Manyetik alan olarak nitelendirdiğimiz ve vakit devir önümüze çıkan kavram, hareket eden elektrik yüklerinin oluşturduğu ve kuzey-güney kutupları bulunan yapılardır. Manyetik meydanların varlığı gözle görülemez ve çizgilerle tabir edilir.
Manyetik ortamı daha yakından gözlemlemek için mıknatısı ele alalım. Bir mıknatıs N (North=kuzey) ve S (South=Güney) olmak üzere iki manyetik kutba sahiptir.
Manyetik alan çizgileri, mıknatısın manyetik N kutbundan çıkarak manyetik S kutbuna geri döner. Bu hareket kısır bir döngü olarak tekrarlanır ve örtük bir döngü oluşturur.
Manyetik meydanları oluşturan elektronlar, hem kendi eksenleri etrafında hem de bulundukları atomun çekirdeklerinin etrafında hareket ederler ve elektronların hareketi bir manyetik alan oluşturur. Bu sayede alan içerisinde bulunan gereçlere de manyetik özelliklerine nazaran bir kuvvet uygular.
Mıknatısın demir, nikel ve kobalt üzere kimi metalleri çekmesini bu duruma örnek olarak gösterebiliriz.
MANYETİK ORTAMIN KEŞFİ
MÖ 13. yüzyılda Çin’de pusula kullanılmaktaydı. Yunanların MÖ 800 yıllarında manyetizma hakkında haberleri vardı. Manyetit taşının (Fe3O4) demir kesimlerini çektiğini keşfettiler.

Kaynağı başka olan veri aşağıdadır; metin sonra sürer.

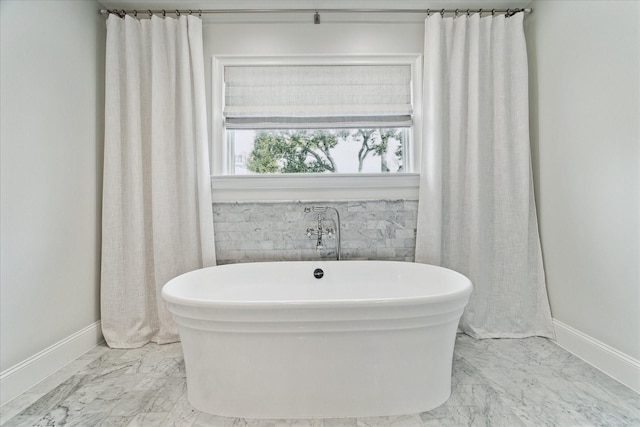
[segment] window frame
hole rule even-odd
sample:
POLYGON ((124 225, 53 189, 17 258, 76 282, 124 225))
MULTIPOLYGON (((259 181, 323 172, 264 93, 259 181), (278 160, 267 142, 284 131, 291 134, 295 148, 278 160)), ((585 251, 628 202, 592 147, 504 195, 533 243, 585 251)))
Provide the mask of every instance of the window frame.
POLYGON ((334 201, 417 199, 422 146, 422 55, 291 55, 212 57, 211 187, 214 201, 334 201), (231 175, 225 168, 230 153, 222 115, 224 67, 252 65, 384 65, 411 66, 413 126, 404 153, 409 172, 380 174, 263 174, 231 175))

Efsaneye nazaran Manyetit ismi, sürüsünü otlatırken ayakkabısının çivileri ve sopasının ucu büyük manyetit modüllerine yapışıp kalan Magnes isimli çobandan geliyor.
1269’da Pierre de Maricourt, doğal global bir mıknatıs yüzeyinin çeşitli noktalarına bir iğne yerleştirerek iğnenin aldığı cihetlerin haritasını oluşturdu.
Yanların, kürenin çap boyunca karşılıklı iki noktasından geçen ve küreyi kuşatan çizgiler oluşturduklarını gördü.
Bu noktalara mıknatısın kutupları ismini verdi. Daha sonraki deneyler, hali ne olursa olsun her mıknatısın kuzey ve güney kutup denen iki kutbu olduğunu gösterdi.